Roberto Martinez’s Ronaldo Dilemma

Portugal's 1-1 draw with DR Congo was one of the biggest surprises of the opening round of the 2026 World Cup, and it immediately reignited a debate that has been quietly following the national team for the last two years. For all the talent Portugal possess across the pitch, too much of their game still revolves around Cristiano Ronaldo, and against DR Congo that dependence looked more like a weakness than a strength.

The numbers alone paint a worrying picture. Ronaldo failed to register a single shot on target, won just one of his five duels and touched the ball only 25 times throughout the match. It was the lowest touch count of his World Cup career and the lowest total of any player on the pitch. More concerning than the statistics, however, was the way Portugal approached the game. Even as Roberto Martinez made four attacking substitutions, the team's attacking structure barely changed. Portugal continued to search for Ronaldo at every opportunity, repeatedly sending crosses into the penalty area and hoping their captain would eventually make the difference. By full time, they had delivered 23 crosses, one of the highest totals recorded by any team in the tournament so far, but produced little to show for it.

The performance felt strangely familiar. It resembled the Portugal side that struggled at the 2022 World Cup in Qatar, where attacks often became predictable because everything was directed toward Ronaldo. What makes this particularly frustrating for Martinez is that Portugal had actually shown signs of moving beyond that approach during World Cup qualifying. The coaching staff gradually reduced Ronaldo's involvement in attacking sequences, with less than 20 percent of Portugal's attacks flowing directly through him. For a player who spent most of his career as the focal point of every team he played for, it was a dramatic shift. Yet the results were encouraging. Portugal remained dangerous going forward, while Ronaldo adapted by contributing in different ways. Rather than acting as the final destination of every move, he increasingly created space for teammates with intelligent movement and positional awareness. In several matches, his off-ball work was arguably more valuable than his direct involvement with the ball.

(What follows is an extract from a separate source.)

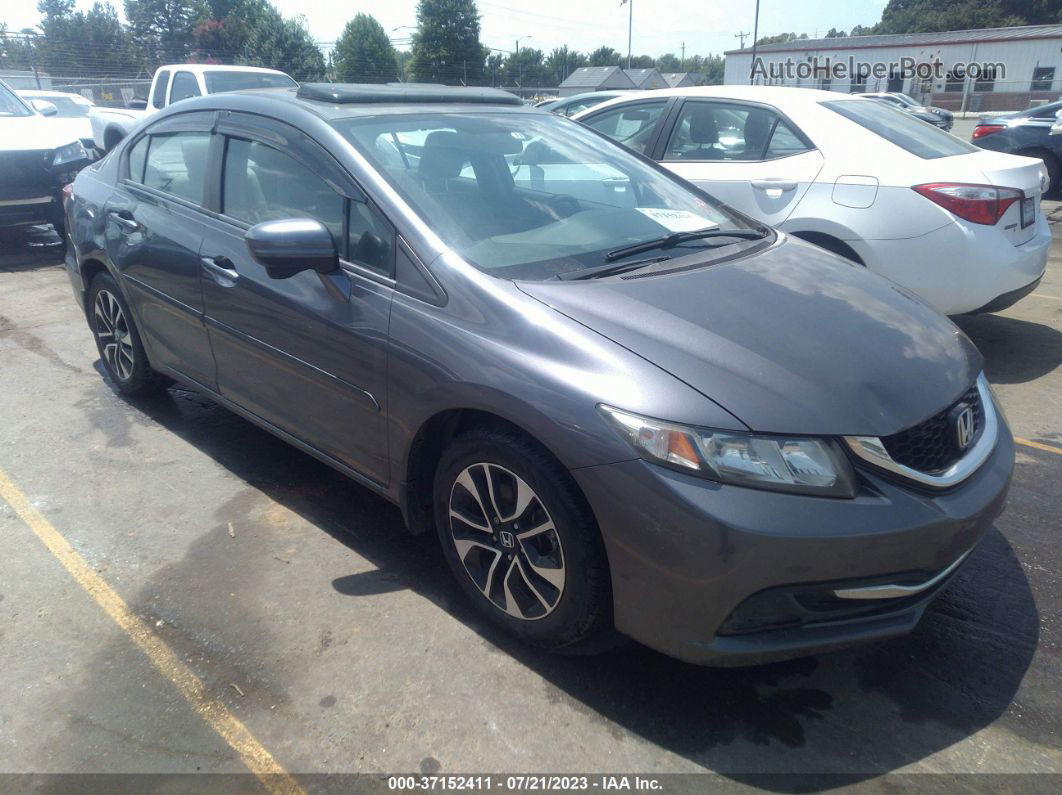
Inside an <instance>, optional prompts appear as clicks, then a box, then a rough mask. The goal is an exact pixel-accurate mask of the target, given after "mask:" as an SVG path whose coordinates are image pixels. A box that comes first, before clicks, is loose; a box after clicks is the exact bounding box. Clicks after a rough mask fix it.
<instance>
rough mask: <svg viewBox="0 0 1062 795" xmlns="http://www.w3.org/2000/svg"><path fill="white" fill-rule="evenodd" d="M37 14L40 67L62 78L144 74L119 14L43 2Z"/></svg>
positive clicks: (37, 8) (103, 4) (136, 52)
mask: <svg viewBox="0 0 1062 795" xmlns="http://www.w3.org/2000/svg"><path fill="white" fill-rule="evenodd" d="M37 10H38V11H39V12H40V13H41V14H42V15H44V18H42V19H41V20H40V30H41V34H42V35H41V36H39V37H38V38H37V40H36V47H37V52H36V56H37V65H38V66H39V67H40V68H41V69H42V70H44V71H46V72H49V73H51V74H54V75H62V76H79V77H98V76H105V75H112V76H114V75H130V74H136V73H137V72H139V71H141V66H142V65H141V58H140V56H139V53H138V52H137V50H136V48H135V47H134V46H133V41H132V38H131V36H130V34H129V31H126V29H125V28H123V27H122V24H121V22H120V21H119V20H118V12H116V11H115V7H114V6H113V5H110V4H109V3H107V4H103V3H100V2H97V3H95V4H93V5H92V7H90V8H89V10H88V11H87V12H80V11H74V3H73V1H72V0H42V2H40V3H38V4H37Z"/></svg>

Against DR Congo, however, Portugal abandoned that balance and slipped back into old habits. Whenever the team faced a difficult moment, the instinctive reaction was to funnel possession toward Ronaldo. The problem is that the version of Ronaldo who could carry an entire national team no longer exists. At 41 years old, he remains one of football's greatest icons, but he is currently enduring an eight-match goal drought for Portugal and no longer influences games in the same way he once did. The reality is uncomfortable but increasingly difficult to ignore: Portugal may have reached the point where their captain is limiting the team more than he is helping it.

That naturally raises the question Martinez will eventually have to answer. If Ronaldo is no longer the best option, who replaces him? The most obvious candidate is Gonçalo Ramos. Unlike Ronaldo, Ramos offers relentless pressing, constant movement and a level of physical intensity that better suits the modern game. He also has the advantage of playing alongside Vitinha, João Neves and Nuno Mendes at Paris Saint-Germain, giving Portugal an existing chemistry between key players. The national team has already seen what Ramos can do on the biggest stage. When Ronaldo was dropped for the Round of 16 match against Switzerland at the 2022 World Cup, Ramos responded with a hat-trick and one of the most dominant centre-forward performances Portugal have produced in years.

There are other possibilities too. Portugal possess enough technical quality to operate without a traditional striker altogether. João Félix has experience playing as a false nine and would offer greater mobility across the front line, allowing players such as Bruno Fernandes, Bernardo Silva and Rafael Leão to attack spaces rather than constantly delivering service into the box. Such a system would inevitably make Portugal less predictable and harder to defend against, particularly against opponents willing to sit deep and wait for crosses.

The tactical argument for change is convincing, but football at this level is rarely decided by tactics alone. Ronaldo's presence creates a political challenge that few coaches would willingly embrace. Fernando Santos discovered that in Qatar. Despite Portugal arguably playing their best football of the tournament after dropping Ronaldo, the decision generated enormous pressure and controversy. Santos was gone shortly afterwards. Martinez understands that benching Ronaldo is not simply a football decision. It means managing the expectations of supporters, media and perhaps even the player himself.

That is why the coming weeks may define Portugal's entire World Cup campaign. Martinez finds himself caught between loyalty and pragmatism. He can continue building around the greatest player in Portuguese football history and hope Ronaldo rediscovers the form that once made him unstoppable, or he can make a difficult but potentially transformative decision and reshape the team around players better suited to the demands of modern international football. Neither path is without risk, but after what happened against DR Congo, standing still may be the most dangerous option of all. Portugal remain one of the most talented squads in the tournament, yet talent alone will not be enough if the team continues looking backward instead of forward. For the first time in many years, the biggest challenge facing Portugal is not finding a way to get the best out of Cristiano Ronaldo. It may be finding a way to succeed without him.